Additionally, Anthropic’s filing disclosures will set a valuation comp that constrains how OpenAI can price its own offering when it files, according to a recent PitchBook report that characterized OpenAI as overvalued relative to its fundamentals. In other words, if Anthropic prices conservatively, OpenAI’s path to its target valuation gets harder.

OpenAI was founded in 2015 as a nonprofit research lab and disrupted the world of AI when it released ChatGPT in 2022, sparking a wave of large language model advancements across the industry.

While OpenAI has expanded its products to accommodate enterprise and government customers, the firm has a strong reputation of being more consumer-focused than rival Anthropic. The company has built real scale, with around 900 million weekly active users.

The IPO comes after significant internal struggles within the company. In 2022, OpenAI’s board ousted Sam Altman over what it described as a lack of transparency and concerns about whether he was committed to the firm’s mission of benefiting all humanity. Altman was quickly reinstated, and the board members who were involved in the coup, including co-founder Ilya Sutskever, departed shortly after. The episode raised governance questions that have never been fully resolved and that prospective public investors will likely scrutinize closely.

More recently, OpenAI has faced several lawsuits, including a recent one from the state of Florida accusing the company and Altman of harming children by providing information to school shooters, offering guidance on self-harm, and fostering addiction among young users. Florida’s complaint adds to the litany of lawsuits against OpenAI and other chatbot makers following user delusions, self-harm, suicide, and mass casualty events.

Last month, OpenAI prevailed at trial after co-founder and rival Elon Musk sued the company and Altman over an alleged promise to keep the company a nonprofit. The case was ultimately tossed out after both a jury and judge found Musk had waited too long — he was beyond the statute of limitations when he filed the case in 2024. 

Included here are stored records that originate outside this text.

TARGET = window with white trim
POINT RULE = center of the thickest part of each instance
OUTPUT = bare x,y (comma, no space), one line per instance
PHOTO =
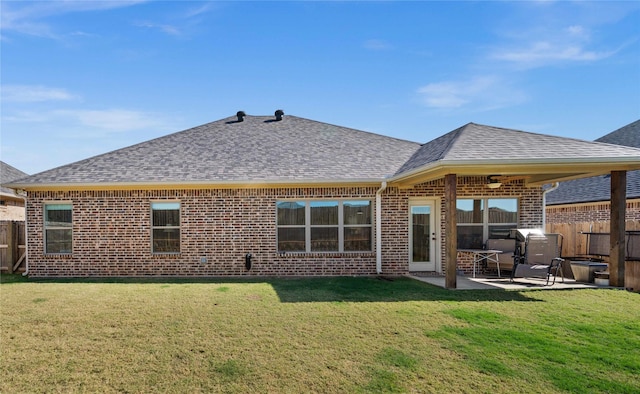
476,224
58,228
324,226
165,227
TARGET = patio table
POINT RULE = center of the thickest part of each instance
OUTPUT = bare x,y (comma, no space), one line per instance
486,255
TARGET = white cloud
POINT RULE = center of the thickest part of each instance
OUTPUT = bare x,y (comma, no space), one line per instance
545,52
111,119
168,29
543,46
377,45
26,17
94,122
481,93
31,93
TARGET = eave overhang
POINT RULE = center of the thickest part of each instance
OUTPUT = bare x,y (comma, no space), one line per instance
176,185
535,172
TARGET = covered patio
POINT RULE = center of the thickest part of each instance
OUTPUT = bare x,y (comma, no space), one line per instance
493,283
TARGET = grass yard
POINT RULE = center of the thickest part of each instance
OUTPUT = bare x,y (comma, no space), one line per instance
350,335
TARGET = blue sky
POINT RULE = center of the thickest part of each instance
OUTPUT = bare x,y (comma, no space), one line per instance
80,78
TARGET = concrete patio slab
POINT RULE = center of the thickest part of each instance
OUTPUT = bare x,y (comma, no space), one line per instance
468,283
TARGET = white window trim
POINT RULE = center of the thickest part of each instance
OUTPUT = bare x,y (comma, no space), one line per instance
178,226
485,214
340,226
45,227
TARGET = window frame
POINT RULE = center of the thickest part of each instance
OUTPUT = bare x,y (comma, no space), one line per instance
47,227
340,226
172,227
485,224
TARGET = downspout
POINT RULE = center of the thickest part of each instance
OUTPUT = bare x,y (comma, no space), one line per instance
379,227
26,236
544,204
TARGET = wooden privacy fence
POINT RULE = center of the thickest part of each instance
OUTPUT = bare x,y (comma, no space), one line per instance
13,251
575,241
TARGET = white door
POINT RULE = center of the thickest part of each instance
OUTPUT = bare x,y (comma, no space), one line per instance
422,236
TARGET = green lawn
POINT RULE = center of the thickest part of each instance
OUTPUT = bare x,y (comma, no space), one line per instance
313,335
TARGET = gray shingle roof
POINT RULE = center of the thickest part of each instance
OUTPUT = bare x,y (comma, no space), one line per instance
257,149
9,174
599,188
298,150
474,141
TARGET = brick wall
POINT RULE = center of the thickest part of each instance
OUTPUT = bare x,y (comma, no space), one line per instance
112,231
589,212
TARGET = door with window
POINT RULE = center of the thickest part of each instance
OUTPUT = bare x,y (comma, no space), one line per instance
422,235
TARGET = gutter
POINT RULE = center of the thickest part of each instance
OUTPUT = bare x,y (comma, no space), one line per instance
383,186
544,204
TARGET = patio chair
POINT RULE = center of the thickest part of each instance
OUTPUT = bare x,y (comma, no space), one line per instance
541,258
505,259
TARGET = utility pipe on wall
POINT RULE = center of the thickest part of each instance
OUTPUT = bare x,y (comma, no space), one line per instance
544,205
379,227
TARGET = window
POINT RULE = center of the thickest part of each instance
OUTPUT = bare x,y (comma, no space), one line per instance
58,228
324,226
476,223
165,227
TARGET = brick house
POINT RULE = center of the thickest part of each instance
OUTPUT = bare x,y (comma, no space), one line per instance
300,197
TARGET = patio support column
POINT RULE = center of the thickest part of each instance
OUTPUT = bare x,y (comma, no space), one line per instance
618,211
451,231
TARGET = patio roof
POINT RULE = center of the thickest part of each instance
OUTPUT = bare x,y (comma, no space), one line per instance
512,155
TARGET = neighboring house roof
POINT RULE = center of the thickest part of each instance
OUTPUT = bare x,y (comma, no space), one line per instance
9,174
599,188
261,151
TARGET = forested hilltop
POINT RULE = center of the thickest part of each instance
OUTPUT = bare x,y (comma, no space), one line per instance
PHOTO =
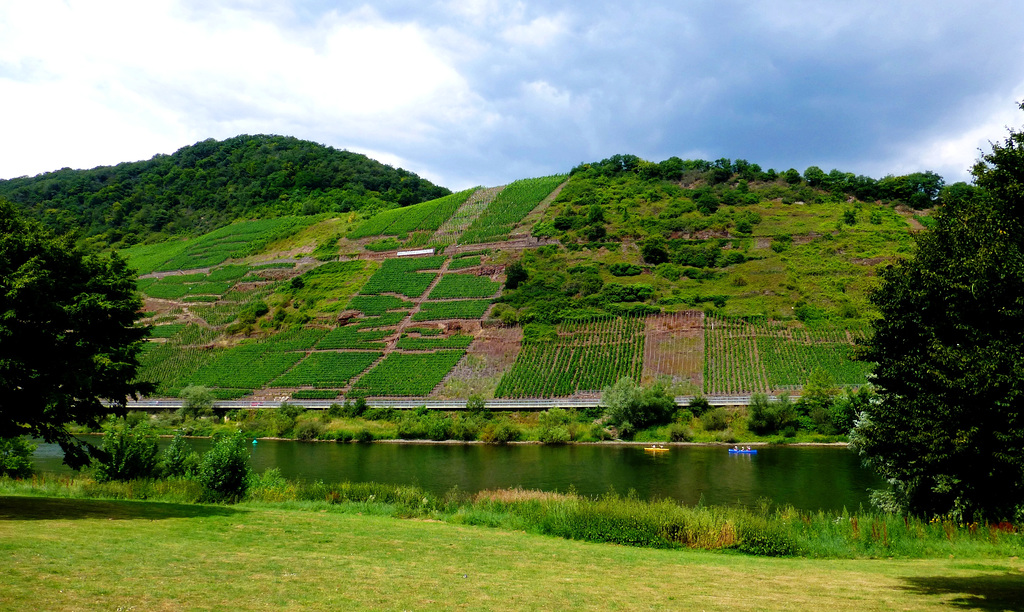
208,185
714,277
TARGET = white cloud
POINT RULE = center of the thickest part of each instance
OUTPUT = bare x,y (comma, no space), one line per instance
473,91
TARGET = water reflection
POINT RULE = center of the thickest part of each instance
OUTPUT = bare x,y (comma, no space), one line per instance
810,478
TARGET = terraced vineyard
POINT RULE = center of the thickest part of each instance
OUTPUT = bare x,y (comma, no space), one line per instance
432,311
508,209
327,369
236,241
584,356
408,374
427,216
402,275
371,323
768,356
464,286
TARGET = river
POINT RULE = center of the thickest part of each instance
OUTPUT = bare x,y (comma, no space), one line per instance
807,477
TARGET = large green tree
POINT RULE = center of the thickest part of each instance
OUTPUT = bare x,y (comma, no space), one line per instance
947,429
68,335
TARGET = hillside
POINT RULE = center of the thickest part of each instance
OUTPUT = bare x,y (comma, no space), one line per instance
552,287
209,184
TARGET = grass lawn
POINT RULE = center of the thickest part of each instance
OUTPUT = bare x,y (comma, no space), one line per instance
85,554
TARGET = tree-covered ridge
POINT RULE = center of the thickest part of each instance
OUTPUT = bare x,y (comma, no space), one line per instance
209,184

OpenAI has also faced criticism after its president, Greg Brockman, and his wife each donated $12.5 million to Leading the Future, a pro-AI political action committee dedicated to thwarting local politicians who advocate for AI regulation. Both also made similar contributions to MAGA Inc., the pro-Trump super PAC. OpenAI has tried to distance itself from what it calls Brockman’s personal donations, saying the funds were not provided on behalf of the company.